Her heart crashed in her chest.
The crew of the freighter, she thought. The rebels had put them in here, not having anyplace else. Their skins were grey, the tongues protruding and black. Some kind of poison, she thought.
“Welcome to Cuervo Gold,” she said, and laughed. Nerves.
She hit the button to cycle the airlock, found it refused to work. Incurious dead eyes gazed at her as she cranked the outer door shut manually, then planted thermocharges on the inner door locks. She drifted up to the top of the airlock again, the Wolf’s horns scratching the outer door. The dead men rose with her, bumping gently against the Wolf’s arms and legs.

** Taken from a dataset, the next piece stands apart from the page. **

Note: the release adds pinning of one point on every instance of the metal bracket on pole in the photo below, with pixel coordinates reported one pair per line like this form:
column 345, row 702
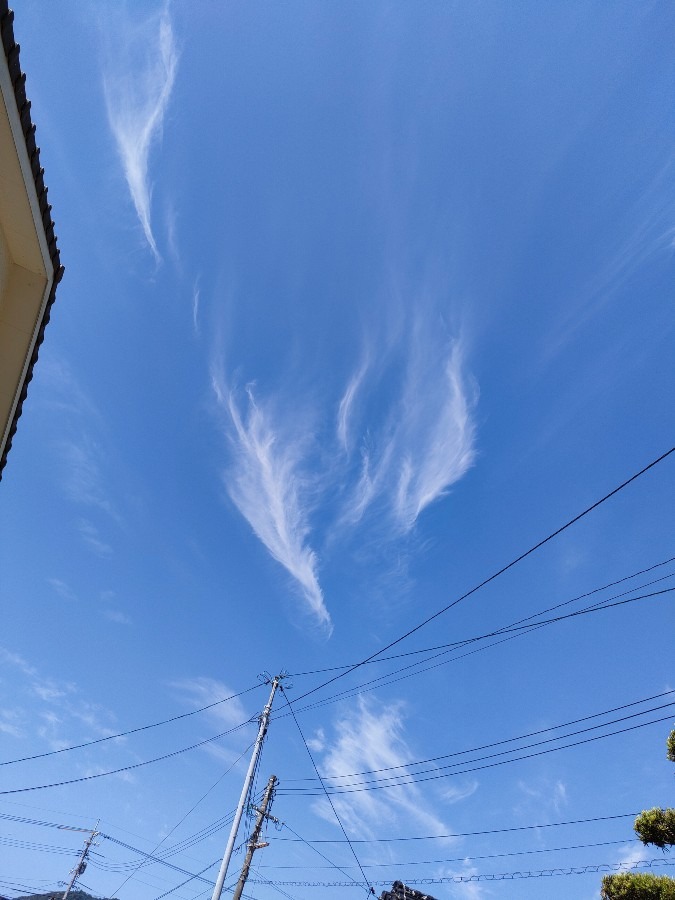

Reese curled her legs under her, protecting the Wolf’s more vulnerable head and back. Adrenaline was beating a long tattoo in her pulse.
A vulture smile crossed her face. Her nerves sang a mad little song. Here’s where I take it up the ass , she thought, and pulsed through her wetware the radio code to set off the detonators.
The lock filled with scorching bright light, smoke, molten blobs of bright metal. Air entered the lock with a prolonged scream. Suddenly her olfactory sensors were overwhelmed with the smell of scorched metal, burning flesh. Her gorge rose. She pulsed a command to cut out the smell, then moved down to the inner lock door, seized it, rolled it up with the enhanced strength of the Wolf.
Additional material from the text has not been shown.